Derek and Paul invite you to try out the Bramble facilitation patterns. When you see these polarizing topics come up, see if the Bramble pattern can help you identify signs of entrenched debate. Use it to try to move people away from arguing each side’s merits and toward an exploration of all options.

Record your experience in the Join the Dialogue section below each Bramble. Share your successes and challenges.

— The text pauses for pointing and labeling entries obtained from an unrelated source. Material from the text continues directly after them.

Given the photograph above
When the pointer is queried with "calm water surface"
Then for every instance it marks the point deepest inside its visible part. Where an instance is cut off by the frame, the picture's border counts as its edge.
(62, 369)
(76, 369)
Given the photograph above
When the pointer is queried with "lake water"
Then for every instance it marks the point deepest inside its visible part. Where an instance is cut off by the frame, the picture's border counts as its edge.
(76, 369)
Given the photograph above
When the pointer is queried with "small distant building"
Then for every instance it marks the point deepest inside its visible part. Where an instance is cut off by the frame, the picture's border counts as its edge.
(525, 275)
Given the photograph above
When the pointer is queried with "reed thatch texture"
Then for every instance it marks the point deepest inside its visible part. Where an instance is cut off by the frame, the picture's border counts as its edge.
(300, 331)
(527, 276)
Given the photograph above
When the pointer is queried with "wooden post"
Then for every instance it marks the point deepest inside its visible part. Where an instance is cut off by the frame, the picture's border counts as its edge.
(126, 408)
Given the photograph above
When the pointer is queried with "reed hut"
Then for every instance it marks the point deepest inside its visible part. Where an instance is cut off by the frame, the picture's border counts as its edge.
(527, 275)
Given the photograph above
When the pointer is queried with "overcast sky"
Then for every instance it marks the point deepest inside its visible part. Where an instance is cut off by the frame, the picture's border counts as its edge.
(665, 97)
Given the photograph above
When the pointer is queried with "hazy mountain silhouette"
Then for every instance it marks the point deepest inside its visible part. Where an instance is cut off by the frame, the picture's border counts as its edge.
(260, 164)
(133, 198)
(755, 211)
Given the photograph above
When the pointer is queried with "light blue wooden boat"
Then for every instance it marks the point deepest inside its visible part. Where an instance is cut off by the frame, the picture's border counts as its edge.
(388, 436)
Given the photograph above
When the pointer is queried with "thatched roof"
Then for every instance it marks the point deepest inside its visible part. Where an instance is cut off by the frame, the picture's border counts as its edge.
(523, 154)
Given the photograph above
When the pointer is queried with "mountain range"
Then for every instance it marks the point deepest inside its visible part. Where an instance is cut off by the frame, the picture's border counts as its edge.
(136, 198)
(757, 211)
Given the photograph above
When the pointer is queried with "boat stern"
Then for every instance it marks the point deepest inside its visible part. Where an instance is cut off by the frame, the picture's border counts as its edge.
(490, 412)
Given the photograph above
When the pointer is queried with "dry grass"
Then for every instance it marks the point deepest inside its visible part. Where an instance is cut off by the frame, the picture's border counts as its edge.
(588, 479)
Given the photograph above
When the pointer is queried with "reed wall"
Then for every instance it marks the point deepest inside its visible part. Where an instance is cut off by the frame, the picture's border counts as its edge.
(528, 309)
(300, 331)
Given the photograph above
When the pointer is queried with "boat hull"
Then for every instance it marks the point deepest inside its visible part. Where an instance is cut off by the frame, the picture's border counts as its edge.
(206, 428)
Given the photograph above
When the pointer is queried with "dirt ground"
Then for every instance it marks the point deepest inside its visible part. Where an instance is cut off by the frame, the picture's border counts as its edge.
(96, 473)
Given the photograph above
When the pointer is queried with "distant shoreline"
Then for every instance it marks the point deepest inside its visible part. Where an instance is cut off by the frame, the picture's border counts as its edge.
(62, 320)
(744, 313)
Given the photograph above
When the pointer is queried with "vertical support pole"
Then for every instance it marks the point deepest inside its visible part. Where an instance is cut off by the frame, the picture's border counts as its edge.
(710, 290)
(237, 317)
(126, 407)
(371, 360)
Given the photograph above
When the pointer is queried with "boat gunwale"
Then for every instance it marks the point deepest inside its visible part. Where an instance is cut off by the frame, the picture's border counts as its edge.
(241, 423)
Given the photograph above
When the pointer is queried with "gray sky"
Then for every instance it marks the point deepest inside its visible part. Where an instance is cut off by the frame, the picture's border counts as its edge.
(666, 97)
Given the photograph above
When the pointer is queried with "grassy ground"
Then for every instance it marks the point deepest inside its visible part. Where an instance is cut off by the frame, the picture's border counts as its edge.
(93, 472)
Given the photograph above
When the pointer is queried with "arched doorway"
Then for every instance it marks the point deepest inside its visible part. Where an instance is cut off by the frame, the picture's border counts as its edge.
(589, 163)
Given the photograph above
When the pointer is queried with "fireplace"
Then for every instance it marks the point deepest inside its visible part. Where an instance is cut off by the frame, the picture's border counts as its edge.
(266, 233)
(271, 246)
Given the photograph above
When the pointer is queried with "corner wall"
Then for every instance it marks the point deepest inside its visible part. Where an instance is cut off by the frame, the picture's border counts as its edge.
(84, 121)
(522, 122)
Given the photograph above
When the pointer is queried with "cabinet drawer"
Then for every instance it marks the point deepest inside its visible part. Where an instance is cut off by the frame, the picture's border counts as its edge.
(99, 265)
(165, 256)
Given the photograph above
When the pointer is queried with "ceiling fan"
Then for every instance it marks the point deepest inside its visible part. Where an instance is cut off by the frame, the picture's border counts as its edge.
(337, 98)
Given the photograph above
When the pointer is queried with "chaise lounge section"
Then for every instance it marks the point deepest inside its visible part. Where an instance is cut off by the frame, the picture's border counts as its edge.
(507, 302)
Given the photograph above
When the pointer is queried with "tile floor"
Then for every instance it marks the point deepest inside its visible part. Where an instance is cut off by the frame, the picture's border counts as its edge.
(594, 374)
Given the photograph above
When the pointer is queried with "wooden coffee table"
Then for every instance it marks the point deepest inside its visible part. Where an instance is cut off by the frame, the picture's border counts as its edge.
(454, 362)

What other Thorn sound-bites did you hear when a group was in an escalating clash?  What were the results of trying the Pathway intervention statements?  Did you hear other shifts toward positive dialogue that should be recorded as new Fruit?

Agile Dialogs will continue as an un-conference. It will continue to uncover assumptions, but more importantly, it will explore and test new intervention strategies. These strategies will be posted here on AgileBrambles.org to help you defuse binary thinking.

To revisit the clinical metaphor: Agile Dialogs is clinical training, Agile Brambles are your clinician guides. Both can help protect your organization from getting stuck in the poisonous thorns of entrenched debate.

Conflict isn’t inherently bad. Most Agile initiatives can realize valuable gains from exploring these topics… as long as exploring them creates more insight than waste, and the conversations move from wrath to work.

Clashes and crusades make for good reality TV, but curiosity and conversation make for good Agile business.